Oh, and there were cops -- in blue uniforms, marching and driving white pick-up trucks.  At one point, I was pressed tightly against the bumper of a truck, looking up at an officer wearing mirrored glasses and pointing a shotgun at my head.

"He wants to shoot us," Georges explained excitedly, adding, "And I hope he does!  I hope he does shoot.  Because then, after the first shot, the rest of the crowd will climb all over him, tear him to pieces."

"Ah," I said.  "Yes."  I didn't feel that I needed to point out the downside of this strategy, at least for the two of us.  

Later, a few of George's friends stuck a tape recorder into my face, as if they were journalists or historians.  I tried to sound like a freedom-loving American in support of a noble cause, but the truth is that I was a bit vague as to the cause at hand.  I gathered that the general momentarily in charge -- Namphy, perhaps, or maybe Joseph; who knows? -- was a dog.  But the more immediate object of the protest was the disappearance of Charlot Jacquelin, a reading teacher.  It seems that in the part of the world where "to disappear" is a passive verb (one does not disappear, but rather is disappeared), teaching people to read is a form of political activism.

"The government says they don't know where he is," Georges explained grimly.  "So we say, 'Give him to us alive, then.'"  And indeed we did -- signs all through the crowd read "Ban Nou Chalot Vivan," and we periodically raised a chant in the same words.

At last, we arrived at the wrought-iron gates of the Palais, the residence of the dictator du jour.  It was a big White-House style building, with a broad manicured lawn and a radar antenna sweeping back and forth on the roof.  I stood one one side of the gate, and on the other stood a team of soldiers in khaki uniforms, holding Uzis, or some other submachine gun.  I had seen guns like this before, but this was the first time one had ever been pointed at me.

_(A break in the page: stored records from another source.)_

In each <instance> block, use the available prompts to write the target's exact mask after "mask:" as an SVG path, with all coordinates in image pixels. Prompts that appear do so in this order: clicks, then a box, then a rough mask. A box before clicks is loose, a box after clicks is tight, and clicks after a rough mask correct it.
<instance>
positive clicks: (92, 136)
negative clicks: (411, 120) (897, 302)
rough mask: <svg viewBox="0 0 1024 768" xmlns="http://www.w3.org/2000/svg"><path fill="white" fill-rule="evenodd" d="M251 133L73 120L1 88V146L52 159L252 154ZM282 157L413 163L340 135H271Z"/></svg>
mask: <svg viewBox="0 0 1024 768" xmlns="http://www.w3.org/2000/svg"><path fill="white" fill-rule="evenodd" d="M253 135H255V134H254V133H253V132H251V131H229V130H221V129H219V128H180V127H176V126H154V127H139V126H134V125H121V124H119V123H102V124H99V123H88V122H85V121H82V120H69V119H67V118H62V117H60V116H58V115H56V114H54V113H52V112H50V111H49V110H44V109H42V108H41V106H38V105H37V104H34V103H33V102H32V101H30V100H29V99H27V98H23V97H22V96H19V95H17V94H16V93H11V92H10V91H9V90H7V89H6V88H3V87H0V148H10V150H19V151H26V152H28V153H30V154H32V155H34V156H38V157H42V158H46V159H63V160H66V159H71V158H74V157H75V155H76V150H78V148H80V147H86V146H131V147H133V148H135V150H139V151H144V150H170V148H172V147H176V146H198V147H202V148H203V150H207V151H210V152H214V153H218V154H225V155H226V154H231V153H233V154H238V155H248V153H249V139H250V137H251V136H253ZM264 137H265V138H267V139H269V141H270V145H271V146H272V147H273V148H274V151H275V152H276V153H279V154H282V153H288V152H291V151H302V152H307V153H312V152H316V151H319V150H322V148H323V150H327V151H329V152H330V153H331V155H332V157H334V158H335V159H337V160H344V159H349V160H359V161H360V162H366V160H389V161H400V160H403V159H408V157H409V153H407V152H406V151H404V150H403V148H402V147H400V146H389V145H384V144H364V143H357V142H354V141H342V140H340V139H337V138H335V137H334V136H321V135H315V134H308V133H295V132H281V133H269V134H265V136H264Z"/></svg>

From the crowd, somebody brought out the bicolor, the traditional red-and-blue Haitian flag.  ("It is the French flag, with the white part torn out," a guidebook had helpfully explained.)  This flag had been suppressed by the Duvaliers, but now it was back.  Ours was a large specimen, perhaps twenty feet on its long side, and protesters grabbed the corners and waved it up and down, while the rest of us danced underneath it.

I danced underneath it.

And here is the point to all  this.  The people in that crowd wanted, and deserved, a better country.  Their nation was the poorest in the hemisphere, and surely the most chronically ill-governed; the Duvaliers are in some ways a bright spot, a beacon of stability in Haiti's godawful history of coups and countercoups.  But they were dictators, and a popular uprising had driven them away; for a moment, it must have looked -- to Haitians, at least -- as though the country's fortunes were about to change.  It must have looked as though this was the beginning of a new and better time for their country.

One or two of the protesters started to climb the iron fence; I watched the soldiers with machine pistols swing their arms casually upward.  But they didn't shoot.  Even that small reprieve must have looked like a signal of hope.

It wasn't.  In all the years since, I have occasionally met travelers from Haiti -- most recently last summer, in Chicago -- and I ask them what they have seen.  Occasionally, somebody tries to put a pretty face on things -- "Signs of improvement," they say gingerly -- but usually they just shake their heads and say, "Worse than ever."  Of course, that was all before last Tuesday.

I wonder about the people I knew in those days -- Georges, and Chantal the waitress whom I later discovered leading a voodoo ceremony, and Charlie who took me to my first cockfight, and the small cluster of nearly deranged expatriates who still lived there then, apparently because they had no place else to go.  But mostly I wonder about the nation itself, and whether it is possible to go forever as it has gone so long.  And what will happen if it is. or if it is not.

2 comments:

Anonymous said...

Wonderful post, thank you!

mark said...

It scared the crap out of me when you went to Haiti. Now I know it should have!